Libero, 25 settembre 2014
Condannati cinque terroristi. Reclutavano jihadisti in Italia
Una cellula di terroristi islamici faceva base ad Andria, in Puglia, ed era pronta a colpire obiettivi in Italia e negli Stati Uniti. In cinque sono stati condannati con rito abbreviato dal gup del Tribunale di Bari, Antonio Diella, mentre per un sesto, latitante dall’aprile 2013, il processo partirà in corte d’assise soltanto nell’aprile 2015. A capo dell’organizzazione pugliese c’era l’imam tunisino della piccola moschea di Andria, Hosni Hachemi Ben Hassem, alias «Abu Haronnè» 47 anni, accusato anche di istigazione all’odio razziale.

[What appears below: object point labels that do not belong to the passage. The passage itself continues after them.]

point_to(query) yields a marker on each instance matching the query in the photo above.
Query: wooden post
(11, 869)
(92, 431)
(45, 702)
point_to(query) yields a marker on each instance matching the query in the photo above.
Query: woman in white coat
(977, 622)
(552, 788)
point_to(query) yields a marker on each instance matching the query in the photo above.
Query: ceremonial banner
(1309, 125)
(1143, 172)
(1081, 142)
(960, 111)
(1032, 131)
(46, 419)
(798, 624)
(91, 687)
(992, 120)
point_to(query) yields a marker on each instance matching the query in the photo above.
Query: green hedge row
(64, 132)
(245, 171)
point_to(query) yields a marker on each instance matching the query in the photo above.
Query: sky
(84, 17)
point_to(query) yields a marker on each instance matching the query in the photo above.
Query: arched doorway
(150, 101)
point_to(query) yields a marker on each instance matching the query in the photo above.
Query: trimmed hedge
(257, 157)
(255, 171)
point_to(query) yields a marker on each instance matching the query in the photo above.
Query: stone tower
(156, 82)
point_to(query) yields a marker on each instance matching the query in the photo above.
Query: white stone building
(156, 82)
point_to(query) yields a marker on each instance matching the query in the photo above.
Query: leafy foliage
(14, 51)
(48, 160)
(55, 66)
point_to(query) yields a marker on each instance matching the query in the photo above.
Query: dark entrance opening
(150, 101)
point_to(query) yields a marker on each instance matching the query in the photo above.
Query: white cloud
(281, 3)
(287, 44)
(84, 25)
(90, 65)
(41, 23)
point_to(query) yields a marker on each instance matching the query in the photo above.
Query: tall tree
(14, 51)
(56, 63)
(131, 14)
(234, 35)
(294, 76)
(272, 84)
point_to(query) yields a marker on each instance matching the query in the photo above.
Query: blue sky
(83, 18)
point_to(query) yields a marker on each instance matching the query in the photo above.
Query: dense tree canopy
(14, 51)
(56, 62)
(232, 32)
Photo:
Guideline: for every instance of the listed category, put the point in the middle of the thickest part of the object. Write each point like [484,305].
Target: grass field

Condanne a 3 anni e 4 mesi di reclusione agli altri del gruppo che secondo l’accusa: «cooperavano nell’attività di proselitismo, di finanziamento, di procacciamento di documenti falsi, tenevano i contatti con altri membri dell’organizzazione, disponibili al trasferimento in zone di guerra per compiervi attività di terrorismo». Sono Faez Elkhaldey, detto «Mohsen», palestinese di 50 anni, Ifauoi Nour, detto «Moungì», tunisino di 35 anni, Khairredine Romdhane Ben Chedli, tunisino di 33 anni e Chamari Hamdi, 24enne nato in Sicilia. Ad Andria l’imam fino al 2010 ha fatto proselitismo non solo grazie al suo ruolo all’interno della moschea, ma anche come gestore di un call center.
SALAFITI
Poi si è trasferito in Belgio, dove è stato arrestato nell’aprile 2013. Stando alle carte dell’inchiesta barese, la cellula guidata dall’imam di Andria aveva soliti contatti con uomini del terrorismo islamico internazionale. Gente come Ben Yahia Mouldi Ber Rachid, Ben Alì Mohamed e Essid Sami Ben Khemais. Quest’ultimo, già condannato in Italia come affiliato a un’organizzazione terroristica, è stato il responsabile della sicurezza dello sceicco Abu Iyad, leader del gruppo salafita «Ansar Al Sharia», ricercato per l’attacco del 14 settembre 2012 all’ambasciata americana di Tunisi. Al telefono i membri della cellula parlavano chiaramente della loro idea di «guerra santa». Nei computer sequestrati dai carabinieri del Ros sono stati trovati documenti che inneggiano alla jihad, fotografie e filmati. Immagini che ritraggono lo stesso Hosni Hachemi mentre impugnava due kalashnikov affiancato da due miliziani, in una località non precisata in nordafrica. Mentre in Puglia l’imam faceva proselitismo incitando all’odio contro l’Occidente, alle pendici dell’Etna era attivo un vero e proprio campo di addestramento militare, dove veniva insegnato a fabbricare esplosivo e a maneggiare armi. Gli obiettivi dei terroristi non erano ancora stati definiti, ma ce n’erano di «auspicati», come nel caso di una chiesa di Andria. In una intercettazione telefonica alcuni componenti del gruppo terroristico si sono anche scambiati esultanze e risate quando nel 2009 hanno saputo del terremoto in Abruzzo, con la conseguente distruzione anche di chiese cattoliche.
CARBON CREDIT
Già dalle carte dell’inchiesta barese antiterrorismo è stato chiaro che cellule come quella di Andria non esisterebbero senza un sostegno economico più ampio, legato a organizzazioni finanziarie complesse. Sistemi basati ad esempio sull’evasione dell’Iva in transazioni di titoli «carbon credit», certificati ambientali venduti da quelle società che producono meno gas-serra rispetto al tetto stabilito dagli accordi di Kyoto. Come ha riportato il Corriere della Sera, la procura di Milano ha da poco concluso un’indagine su due organizzazioni che dall’Italia acquistavano titoli in Gran Bretagna, Olanda, Francia e Germania. Vere e proprie cartiere che producevano solo fatture e che erano intestate o a prestanome quasi sempre cinesi o a persone estranee ma vittime di furti d’identità. Dopo aver acquistato senza pagare l’Iva, esclusa in questo tipo di transazioni intracomunitarie, le cartiere aggiungevano l’Iva al 20 per cento e vendevano i certificati ad altre società, anche queste fittizie, che facevano da intermediari con gli ignari acquirenti finali. Una volta incassata, invece di versare l’Iva allo Stato italiano la «cartiera» chiudeva i battenti e spariva nel nulla, mentre i soldi, milioni e milioni di euro, svanivano su conti a Hong Kong o negli Emirati Arabi Uniti.